Now, I feel like I've done a pretty good job describing what has happened so far, but you're going to have to use your imagination for this next part because words cannot describe the amount of love in that room. My worst fear was that she wasn't alive, but I don't remember if I actually asked the question or not. Liam lowered her down near my head, and I could see that she was so, so little, and straining to open her eyes just a crack, and she was ALIVE and absolutely the most beautiful thing I had ever seen.
It took a long time for them to finish up on the other side of the blue curtain, but when they put me on the stretcher to wheel me into recovery and placed her into my arms, I remember feeling so proud. Like, someone is letting me hold this sweet thing?? Are you sure you trust me with her?? I was beaming at everyone in the hallway. I was holding the greatest physical treasure on Earth.

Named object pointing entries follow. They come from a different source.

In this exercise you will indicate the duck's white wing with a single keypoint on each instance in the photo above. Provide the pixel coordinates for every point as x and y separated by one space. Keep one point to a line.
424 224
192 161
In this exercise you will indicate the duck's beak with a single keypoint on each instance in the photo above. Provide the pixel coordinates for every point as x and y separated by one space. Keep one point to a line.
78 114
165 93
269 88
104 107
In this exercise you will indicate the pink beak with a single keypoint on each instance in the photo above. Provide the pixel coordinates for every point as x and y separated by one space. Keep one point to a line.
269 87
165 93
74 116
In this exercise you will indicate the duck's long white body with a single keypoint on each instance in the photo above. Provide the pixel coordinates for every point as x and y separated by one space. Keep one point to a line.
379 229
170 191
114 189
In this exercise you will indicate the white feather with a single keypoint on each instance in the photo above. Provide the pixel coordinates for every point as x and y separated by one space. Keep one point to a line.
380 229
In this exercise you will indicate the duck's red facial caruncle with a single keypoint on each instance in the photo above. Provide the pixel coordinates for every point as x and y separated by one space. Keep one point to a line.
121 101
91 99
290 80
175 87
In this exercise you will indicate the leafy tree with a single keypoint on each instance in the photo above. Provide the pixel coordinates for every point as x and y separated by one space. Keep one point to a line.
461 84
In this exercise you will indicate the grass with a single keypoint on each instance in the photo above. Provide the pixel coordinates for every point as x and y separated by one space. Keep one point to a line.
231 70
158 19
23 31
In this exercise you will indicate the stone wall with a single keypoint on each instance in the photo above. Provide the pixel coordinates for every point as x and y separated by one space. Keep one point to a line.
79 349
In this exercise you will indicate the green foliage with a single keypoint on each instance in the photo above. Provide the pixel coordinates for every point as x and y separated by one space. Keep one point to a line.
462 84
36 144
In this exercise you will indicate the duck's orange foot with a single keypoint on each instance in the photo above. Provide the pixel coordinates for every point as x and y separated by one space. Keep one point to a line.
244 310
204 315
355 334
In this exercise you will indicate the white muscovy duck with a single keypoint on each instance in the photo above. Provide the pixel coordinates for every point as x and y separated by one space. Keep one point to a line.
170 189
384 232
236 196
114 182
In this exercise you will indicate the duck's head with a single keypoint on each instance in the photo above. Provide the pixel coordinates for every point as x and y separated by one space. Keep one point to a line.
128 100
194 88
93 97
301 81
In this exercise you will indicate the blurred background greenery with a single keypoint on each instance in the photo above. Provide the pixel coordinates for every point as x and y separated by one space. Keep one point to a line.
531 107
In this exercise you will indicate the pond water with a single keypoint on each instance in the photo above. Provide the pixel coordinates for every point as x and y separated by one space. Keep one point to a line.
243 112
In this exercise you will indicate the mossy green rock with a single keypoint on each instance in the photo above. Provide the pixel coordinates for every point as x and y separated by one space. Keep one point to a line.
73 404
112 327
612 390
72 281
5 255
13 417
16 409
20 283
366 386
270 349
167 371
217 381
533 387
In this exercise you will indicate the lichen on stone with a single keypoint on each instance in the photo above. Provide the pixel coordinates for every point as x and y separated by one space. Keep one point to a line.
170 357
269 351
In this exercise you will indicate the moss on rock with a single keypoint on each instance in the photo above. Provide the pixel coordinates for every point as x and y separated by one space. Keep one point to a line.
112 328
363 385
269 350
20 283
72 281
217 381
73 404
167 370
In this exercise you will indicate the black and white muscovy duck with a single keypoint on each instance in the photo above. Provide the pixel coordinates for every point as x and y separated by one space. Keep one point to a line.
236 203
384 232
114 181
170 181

She weighed 2.5 lbs and was 11 1/2 inches long, just an itty bitty little girl. She arrived with beautiful red hair and looked so peaceful for the entire hour and a half she was alive. The pictures we have from that time are the most treasured things I own.
The days and months that followed were more dark than I ever could have imagined or could describe, but thank you, Jesus, that her birth is completely unadulterated joy in my mind. I cannot imagine having to endure the pain of losing her without the joy of her birthday to balance it out, and I know that our reunion in heaven is going to be far better.
Monday, August 10, 2015
Wednesday, January 7, 2015
I talked a little before about how we were able to get maternity pictures done just before Christmas, and our photographer has posted a few more pictures, so I wanted to share them here! I love how they turned out.
It's funny looking at these now, because even though this was only a few weeks ago, I already feel about twenty times bigger! I'm 29 1/2 weeks now, and Evie is making herself known! She moves a lot.
I have an appointment with the high risk doctor and a NICU doctor next week, and I'm really nervous about what they will say and what we will see on the ultrasound. Our plan is to do absolutely everything we can to give Evelyn a chance to live, even though this is a fatal diagnosis. Just last week, one of my online support group friends had a miracle baby with LBWC, and he is still alive and fighting!! It's amazing. I want that so badly, but I know that even if our babies have the same symptoms, I may not get the same ending. It's scary, but just knowing that it's possible has given me so much hope. It's tricky trying to be realistic and aware of the most likely scenario, while still holding on for a miracle. It definitely makes for a roller coaster of emotions.
At this next ultrasound, we will learn a lot more about her lungs and diaphragm, and what we can expect after she is born. A lot of LBWC babies are born with a misplaced or missing diaphragm, and if that is the case with Evie, there won't be anything that we can do for her. That's a scary thought, but I'm just holding on to the knowledge that God already has a plan for us and our baby.